To complete a data deposit, click on the “Deposit Data” button above. Please make sure that “NAHDAP” appears in the “Archive” field so that your data are archived with us. Please contact us at icpsr-help@umich.edu if you have any questions.

  1. Final version of each dataset generated during the project, including scale or other derived variables created for published analyses (required)
    • Provide quantitative data in SPSS, SAS, Stata, or R formats with all variable and value names and labels embedded within the file. If you provide the data in SAS format, include formats file(s).
    • Provide qualitative data in plain text (*.txt), rich text (*.rtf), scanned image of text with OCR (*.pdf), or Microsoft Word (*.doc, *.docx).
  2. Codebook(s) listing the variable names, variable labels, value labels, and missing value designations (an SPSS dictionary with these elements can suffice) (required)
  3. User guide, manual, or other metadata or documents (such as research articles) that describe the methodology and data collection protocols (required)
  4. Programming code necessary to reproduce all constructed measures and to link/merge files as needed (nice to have)
  5. Blank copy of each data collection instrument (nice to have)
  6. IRB approval and blank copy of consent form(s) used (nice to have)
  7. Inventory of the files deposited (nice to have)

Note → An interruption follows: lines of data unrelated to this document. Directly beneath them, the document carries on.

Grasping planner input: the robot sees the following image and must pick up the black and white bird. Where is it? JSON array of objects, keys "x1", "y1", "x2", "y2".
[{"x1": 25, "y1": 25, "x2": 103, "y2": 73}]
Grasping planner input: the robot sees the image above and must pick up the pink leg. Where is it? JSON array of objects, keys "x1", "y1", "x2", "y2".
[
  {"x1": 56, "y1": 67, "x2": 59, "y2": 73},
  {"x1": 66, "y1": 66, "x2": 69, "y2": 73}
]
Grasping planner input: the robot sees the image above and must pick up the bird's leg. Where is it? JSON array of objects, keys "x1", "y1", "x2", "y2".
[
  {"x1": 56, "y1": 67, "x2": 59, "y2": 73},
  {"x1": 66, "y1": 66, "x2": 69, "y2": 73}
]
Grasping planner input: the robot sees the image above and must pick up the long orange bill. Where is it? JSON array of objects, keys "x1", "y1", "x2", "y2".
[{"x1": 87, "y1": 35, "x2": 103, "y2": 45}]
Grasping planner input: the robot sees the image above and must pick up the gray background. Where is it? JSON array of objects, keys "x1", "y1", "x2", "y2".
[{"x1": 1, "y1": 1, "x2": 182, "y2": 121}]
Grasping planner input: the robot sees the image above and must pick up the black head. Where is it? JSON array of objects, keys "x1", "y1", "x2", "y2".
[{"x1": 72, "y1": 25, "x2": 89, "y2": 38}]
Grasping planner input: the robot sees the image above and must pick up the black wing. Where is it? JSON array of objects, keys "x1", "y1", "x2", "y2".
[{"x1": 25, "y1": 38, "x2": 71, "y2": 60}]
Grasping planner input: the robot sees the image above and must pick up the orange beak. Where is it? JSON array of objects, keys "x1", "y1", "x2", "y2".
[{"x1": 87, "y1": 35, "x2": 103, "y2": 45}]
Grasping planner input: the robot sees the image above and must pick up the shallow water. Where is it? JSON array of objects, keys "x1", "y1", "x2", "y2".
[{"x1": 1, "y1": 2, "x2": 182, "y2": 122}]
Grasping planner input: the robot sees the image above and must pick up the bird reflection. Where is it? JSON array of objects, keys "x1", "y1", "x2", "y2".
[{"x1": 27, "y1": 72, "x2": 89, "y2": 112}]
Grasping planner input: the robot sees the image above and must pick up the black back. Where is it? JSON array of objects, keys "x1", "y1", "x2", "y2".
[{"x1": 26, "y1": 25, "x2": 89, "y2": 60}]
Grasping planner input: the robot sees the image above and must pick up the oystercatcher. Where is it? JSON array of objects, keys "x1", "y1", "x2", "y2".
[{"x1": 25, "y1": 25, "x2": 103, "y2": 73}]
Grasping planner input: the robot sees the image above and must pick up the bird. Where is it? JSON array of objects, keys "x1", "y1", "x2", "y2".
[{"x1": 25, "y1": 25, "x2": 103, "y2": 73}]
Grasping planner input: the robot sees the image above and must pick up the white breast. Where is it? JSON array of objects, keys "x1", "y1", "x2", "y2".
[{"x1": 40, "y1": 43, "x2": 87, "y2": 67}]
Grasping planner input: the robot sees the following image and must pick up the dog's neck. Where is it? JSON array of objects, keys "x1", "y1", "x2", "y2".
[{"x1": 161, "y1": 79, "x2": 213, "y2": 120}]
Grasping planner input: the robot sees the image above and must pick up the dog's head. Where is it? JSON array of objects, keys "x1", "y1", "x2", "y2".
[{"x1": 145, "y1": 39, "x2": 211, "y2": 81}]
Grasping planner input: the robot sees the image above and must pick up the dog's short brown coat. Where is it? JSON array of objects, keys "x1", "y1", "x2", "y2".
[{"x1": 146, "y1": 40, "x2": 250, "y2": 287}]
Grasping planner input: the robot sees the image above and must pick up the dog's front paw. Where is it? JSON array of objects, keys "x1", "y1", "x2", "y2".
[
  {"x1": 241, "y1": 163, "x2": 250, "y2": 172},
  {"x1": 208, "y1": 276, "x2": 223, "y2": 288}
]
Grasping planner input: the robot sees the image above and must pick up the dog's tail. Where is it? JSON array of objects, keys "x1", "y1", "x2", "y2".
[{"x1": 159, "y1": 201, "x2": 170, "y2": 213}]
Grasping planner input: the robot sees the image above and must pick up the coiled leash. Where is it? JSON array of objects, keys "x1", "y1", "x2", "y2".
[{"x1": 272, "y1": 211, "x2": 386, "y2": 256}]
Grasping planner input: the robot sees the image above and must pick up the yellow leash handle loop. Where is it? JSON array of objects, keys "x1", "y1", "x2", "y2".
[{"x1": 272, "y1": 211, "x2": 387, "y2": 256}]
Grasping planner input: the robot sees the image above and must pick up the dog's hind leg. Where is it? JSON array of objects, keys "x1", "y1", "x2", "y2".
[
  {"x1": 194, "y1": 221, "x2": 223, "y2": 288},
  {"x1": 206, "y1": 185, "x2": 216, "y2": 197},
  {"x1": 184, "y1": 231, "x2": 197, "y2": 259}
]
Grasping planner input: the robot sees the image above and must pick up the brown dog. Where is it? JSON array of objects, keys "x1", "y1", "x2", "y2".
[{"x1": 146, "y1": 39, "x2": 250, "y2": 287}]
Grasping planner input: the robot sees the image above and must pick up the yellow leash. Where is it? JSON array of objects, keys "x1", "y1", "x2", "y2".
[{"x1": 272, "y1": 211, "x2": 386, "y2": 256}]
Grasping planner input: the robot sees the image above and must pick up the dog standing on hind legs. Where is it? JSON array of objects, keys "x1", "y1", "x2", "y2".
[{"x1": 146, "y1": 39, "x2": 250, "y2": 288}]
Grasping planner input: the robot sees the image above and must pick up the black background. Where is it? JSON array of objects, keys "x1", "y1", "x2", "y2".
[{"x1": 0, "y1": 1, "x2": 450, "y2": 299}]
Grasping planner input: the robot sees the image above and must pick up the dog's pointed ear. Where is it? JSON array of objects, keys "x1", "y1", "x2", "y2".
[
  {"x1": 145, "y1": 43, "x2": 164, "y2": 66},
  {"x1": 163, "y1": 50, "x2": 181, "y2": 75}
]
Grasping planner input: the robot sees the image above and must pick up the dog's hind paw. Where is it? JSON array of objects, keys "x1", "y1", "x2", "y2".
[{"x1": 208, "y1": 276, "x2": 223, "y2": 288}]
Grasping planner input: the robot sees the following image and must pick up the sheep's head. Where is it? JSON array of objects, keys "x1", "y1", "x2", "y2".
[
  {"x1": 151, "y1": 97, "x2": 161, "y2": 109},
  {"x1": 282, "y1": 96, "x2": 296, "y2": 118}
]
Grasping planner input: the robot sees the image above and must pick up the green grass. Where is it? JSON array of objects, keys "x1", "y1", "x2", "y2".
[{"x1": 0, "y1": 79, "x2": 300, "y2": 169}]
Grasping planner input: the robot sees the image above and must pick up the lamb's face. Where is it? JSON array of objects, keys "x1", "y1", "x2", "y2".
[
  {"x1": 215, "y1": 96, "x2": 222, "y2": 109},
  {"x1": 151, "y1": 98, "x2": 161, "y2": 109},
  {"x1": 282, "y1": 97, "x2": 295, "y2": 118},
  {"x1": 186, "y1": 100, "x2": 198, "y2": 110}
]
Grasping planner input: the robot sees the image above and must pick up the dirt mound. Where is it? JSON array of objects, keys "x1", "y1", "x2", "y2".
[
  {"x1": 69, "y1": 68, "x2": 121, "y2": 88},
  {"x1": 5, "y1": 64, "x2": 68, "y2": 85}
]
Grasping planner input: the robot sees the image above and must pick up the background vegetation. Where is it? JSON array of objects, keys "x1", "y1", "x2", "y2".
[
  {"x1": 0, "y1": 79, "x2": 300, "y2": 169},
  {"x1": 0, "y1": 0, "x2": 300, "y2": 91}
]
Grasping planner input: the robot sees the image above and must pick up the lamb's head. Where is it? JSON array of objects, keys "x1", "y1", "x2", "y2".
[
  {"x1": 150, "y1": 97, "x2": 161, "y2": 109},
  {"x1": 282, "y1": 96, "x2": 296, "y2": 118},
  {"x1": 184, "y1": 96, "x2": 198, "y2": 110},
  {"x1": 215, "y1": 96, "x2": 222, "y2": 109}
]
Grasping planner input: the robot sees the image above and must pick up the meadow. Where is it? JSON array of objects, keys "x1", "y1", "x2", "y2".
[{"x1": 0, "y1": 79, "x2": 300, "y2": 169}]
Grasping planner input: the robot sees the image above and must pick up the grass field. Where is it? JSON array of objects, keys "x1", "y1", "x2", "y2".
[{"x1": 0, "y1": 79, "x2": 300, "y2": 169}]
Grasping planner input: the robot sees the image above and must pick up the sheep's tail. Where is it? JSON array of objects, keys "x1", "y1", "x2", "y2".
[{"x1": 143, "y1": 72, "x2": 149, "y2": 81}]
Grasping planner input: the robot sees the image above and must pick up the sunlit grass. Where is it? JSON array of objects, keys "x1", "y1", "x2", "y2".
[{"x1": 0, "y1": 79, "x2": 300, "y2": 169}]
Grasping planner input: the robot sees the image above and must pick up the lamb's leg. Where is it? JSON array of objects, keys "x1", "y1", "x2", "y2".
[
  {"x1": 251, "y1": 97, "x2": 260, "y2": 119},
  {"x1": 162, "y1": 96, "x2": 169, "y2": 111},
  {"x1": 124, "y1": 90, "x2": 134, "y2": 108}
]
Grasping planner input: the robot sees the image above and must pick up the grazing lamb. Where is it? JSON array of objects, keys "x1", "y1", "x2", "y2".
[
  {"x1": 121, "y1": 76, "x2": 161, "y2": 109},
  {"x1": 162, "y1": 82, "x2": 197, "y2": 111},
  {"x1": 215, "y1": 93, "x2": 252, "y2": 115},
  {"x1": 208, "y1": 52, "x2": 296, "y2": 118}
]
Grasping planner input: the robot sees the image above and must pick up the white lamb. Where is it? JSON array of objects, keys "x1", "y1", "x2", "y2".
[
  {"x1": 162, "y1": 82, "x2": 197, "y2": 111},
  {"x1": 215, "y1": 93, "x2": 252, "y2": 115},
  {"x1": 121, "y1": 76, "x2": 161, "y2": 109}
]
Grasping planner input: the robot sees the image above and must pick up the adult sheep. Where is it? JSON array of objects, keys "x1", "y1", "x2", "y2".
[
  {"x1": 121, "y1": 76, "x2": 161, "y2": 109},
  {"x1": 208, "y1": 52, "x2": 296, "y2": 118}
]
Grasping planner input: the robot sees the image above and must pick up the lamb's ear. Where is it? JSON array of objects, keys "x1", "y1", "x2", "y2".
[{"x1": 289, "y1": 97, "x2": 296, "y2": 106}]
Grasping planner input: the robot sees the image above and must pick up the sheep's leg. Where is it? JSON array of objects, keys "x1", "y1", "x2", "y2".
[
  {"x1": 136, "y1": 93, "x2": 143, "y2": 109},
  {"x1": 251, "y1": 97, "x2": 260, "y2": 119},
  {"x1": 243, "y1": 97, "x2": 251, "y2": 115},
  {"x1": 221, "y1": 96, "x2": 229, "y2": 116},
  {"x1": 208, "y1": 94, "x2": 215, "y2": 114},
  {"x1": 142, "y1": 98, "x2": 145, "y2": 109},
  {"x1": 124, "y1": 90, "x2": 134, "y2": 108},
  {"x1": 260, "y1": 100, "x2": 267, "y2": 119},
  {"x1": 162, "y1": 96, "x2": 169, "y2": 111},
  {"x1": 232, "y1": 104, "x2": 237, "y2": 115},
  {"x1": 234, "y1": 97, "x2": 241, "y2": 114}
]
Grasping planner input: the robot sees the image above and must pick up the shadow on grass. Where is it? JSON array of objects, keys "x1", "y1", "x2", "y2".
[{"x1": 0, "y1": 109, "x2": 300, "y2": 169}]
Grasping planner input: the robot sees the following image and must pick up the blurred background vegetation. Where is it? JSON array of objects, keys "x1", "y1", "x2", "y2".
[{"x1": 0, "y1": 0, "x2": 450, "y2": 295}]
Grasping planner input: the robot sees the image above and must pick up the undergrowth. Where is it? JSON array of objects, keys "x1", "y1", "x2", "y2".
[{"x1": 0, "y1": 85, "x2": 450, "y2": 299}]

NAHDAP accepts quantitative, qualitative, imaging, video, and other types of data. All data accepted at NAHDAP must include information on substance use. You can find more information about our current priorities below:

Studies with one or more of the following characteristics are considered high-priority:

  • Data that advance knowledge or address gaps identified in NIDA’s strategic priorities.
  • Data from probability samples from studies that use some form of random selection to increase representativeness.
  • Longitudinal data from studies that take place over time, with at least two waves of data collection using the same measures.
  • Studies that include common/standardized measures and/or overlap in methods used or measures included with NAHDAP studies.

To support data science and advanced analytics, NAHDAP is interested in datasets that are:

  • Available in machine-readable, standardized formats, with clear documentation and metadata.
  • High–quality and have undergone quality assurance for missingness, outliers, and validity.
  • De-identified to protect privacy.
  • Sufficiently large and scalable for robust analysis.
  • Include relevant features for AI approaches, such as structured survey responses, time-stamped event logs, free-text (for NLP), sensor data, or imaging (with de-identified metadata).

NAHDAP’s Selection Criteria:

  • Demonstrate high scientific, methodological, and ethical standards.
  • Enable secondary analysis and/or replication.
  • Accompanied by sufficient documentation (metadata, codebooks, protocols).
  • Protect participant privacy and adhere to informed consent, especially for sensitive populations.
  • Include diverse populations that reflect the lived experiences of all people within communities being studied.
  • Accessible in formats supporting interoperability and broad reuse (e.g., SPSS, SAS, Stata, R, etc.).
  • Promote open science — datasets with embargo or limited access will be reviewed carefully to ensure public value.

NAHDAP is open to discussions about any dataset that may be of use to the substance use research field. However, the following types of data are not considered a high priority. If archived, they may be preserved with only minimal processing by NAHDAP staff:

  • Data that better fit another domain repository, such as DBGAP
  • R21 experimental studies (i.e., pilot data) without plans to archive follow-up data
  • Data without social science content
  • Data from non-human subjects (e.g., animals)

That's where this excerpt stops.